My question is, how is the City going to make this happen? My thought is that this is Phase 2 of the City's NIZ project, the arena being Phase 1.
I also just took a look at the “study” that was done by cornerstone for the property and just right off the top of my head I find it very shady. There are parts of the building that were obvious issues that were omitted or made to be less than what they are.

Anonymous said...

Was this Hanna indutrail properties the same Hanna that is now police chief when the industrail waste from lehigh die was being trucked in and dumpped into the lehigh river. Or is this hanna properties that stole federal grant monies from the 500blk of 7th st and went back to the middle east. By the way hanna industries was george hanna of grant st.

Just another one of the mayors fine way of plundering monies from allentowns slush fund?

Anonymous said...

Under the current administration were they sued by the subcontractor. Because the city ommited the clean up costs of the hazardous materials in the contract knowing the site contained contaminants. Only parroting what I understand was written in a morning gag story.

REDD

John P. Chapkovich said...

I also reviewed the environmental cleanup plan for the property that is posted on the City's webite and just to clean the debris out the preliminary estimate is $900K-950K. They said the actual cost could (key word here) be lower. The plan also goes on to say that this is not including any remediation because of building materials on the building such as lead paint, the asbestos that is the ceilings in the front of the building (that isn't plaster my friends), the asbestos in the cement coating of the inner walls (it is like stucco, it may not have to cleaned up if not disturbed but most likely will need to be), there was an ash pile that the City, in their hast to tear down the smokestack, covered that alos need to be remediated and may have possible soil contamination as well, and last but certainly not least, the sulfur board that lines the stock house on the 2nd to 5th floor (this alone was estimated at over 25% of the estimate). Mind you, the Moonstone plan includes NOTHING from the 16 W Liberty property in the way of remediation. Just imagine if the disposal of the roofing tar was that the former owner buried it underground?
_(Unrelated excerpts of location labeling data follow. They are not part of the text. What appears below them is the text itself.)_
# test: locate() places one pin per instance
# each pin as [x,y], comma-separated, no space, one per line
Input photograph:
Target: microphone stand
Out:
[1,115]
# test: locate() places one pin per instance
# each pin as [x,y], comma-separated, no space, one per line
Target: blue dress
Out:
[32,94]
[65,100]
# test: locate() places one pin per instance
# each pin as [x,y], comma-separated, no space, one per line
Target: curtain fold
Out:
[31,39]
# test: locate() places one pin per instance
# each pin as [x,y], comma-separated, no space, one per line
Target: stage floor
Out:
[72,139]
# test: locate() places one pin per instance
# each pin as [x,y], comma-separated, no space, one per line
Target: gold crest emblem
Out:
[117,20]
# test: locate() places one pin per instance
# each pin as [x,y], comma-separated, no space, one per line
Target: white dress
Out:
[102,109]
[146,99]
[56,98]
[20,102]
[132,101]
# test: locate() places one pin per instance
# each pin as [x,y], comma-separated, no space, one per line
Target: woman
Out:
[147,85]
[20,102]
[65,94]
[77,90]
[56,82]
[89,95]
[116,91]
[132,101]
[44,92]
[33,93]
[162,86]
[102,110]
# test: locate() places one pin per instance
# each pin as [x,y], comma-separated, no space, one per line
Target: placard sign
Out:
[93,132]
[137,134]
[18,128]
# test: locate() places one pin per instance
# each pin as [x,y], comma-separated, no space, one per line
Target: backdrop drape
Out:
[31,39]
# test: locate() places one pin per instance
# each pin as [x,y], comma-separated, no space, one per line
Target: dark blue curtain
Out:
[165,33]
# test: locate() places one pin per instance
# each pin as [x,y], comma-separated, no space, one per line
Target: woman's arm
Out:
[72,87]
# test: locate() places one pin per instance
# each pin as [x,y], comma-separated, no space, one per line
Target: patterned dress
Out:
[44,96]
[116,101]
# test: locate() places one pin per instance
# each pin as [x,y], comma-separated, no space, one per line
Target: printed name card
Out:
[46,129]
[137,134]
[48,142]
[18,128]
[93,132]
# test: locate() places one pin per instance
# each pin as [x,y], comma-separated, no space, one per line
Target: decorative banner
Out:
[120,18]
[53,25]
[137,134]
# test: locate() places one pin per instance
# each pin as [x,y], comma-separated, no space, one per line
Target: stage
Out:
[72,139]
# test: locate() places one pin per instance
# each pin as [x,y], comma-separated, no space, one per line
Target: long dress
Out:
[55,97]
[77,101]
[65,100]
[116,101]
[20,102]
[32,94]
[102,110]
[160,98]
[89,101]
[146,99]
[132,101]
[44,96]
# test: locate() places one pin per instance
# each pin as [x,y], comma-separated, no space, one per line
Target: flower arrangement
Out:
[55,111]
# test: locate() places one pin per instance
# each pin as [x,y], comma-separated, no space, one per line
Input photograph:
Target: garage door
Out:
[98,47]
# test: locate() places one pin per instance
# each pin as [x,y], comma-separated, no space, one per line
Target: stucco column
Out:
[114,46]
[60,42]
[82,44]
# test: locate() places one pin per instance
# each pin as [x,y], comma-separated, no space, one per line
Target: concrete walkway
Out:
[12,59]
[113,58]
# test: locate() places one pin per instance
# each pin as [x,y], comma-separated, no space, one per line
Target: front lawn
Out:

We are talking huge costs just to move and clean dirt. No investigation was done to my knowledge, was it done? Probably not

Once again, this is an issue of City hall telling people what they want to hear to get what they want. You may have done that for the Arena project. You will not do that with this building.

To give the City a bit of credit here though, something does have to be done there. This is very similar to most cities around the country that have vast brewery buildings such as this that go empty. The costs to demolish the building would be either relatively the same or more than the renovation costs. Either way, the remediation needs to be done as well. If one wants to get an idea of the situation they are in, please search the Steigmaier Brewery in Wilkes-Barre. This brewery is huge and beautiful as well. Thanks to the local elected officials, they turned it into a federal building. It can be done, I just feel they are going about it the wrong way and trying to do something that will not work

Anonymous said...

This Hole property next to the river is and always has been used by people as a hazardous waste dump. When Novacs would not allow it to be dumpped at there dump if the right people were paid it was dumped at this site!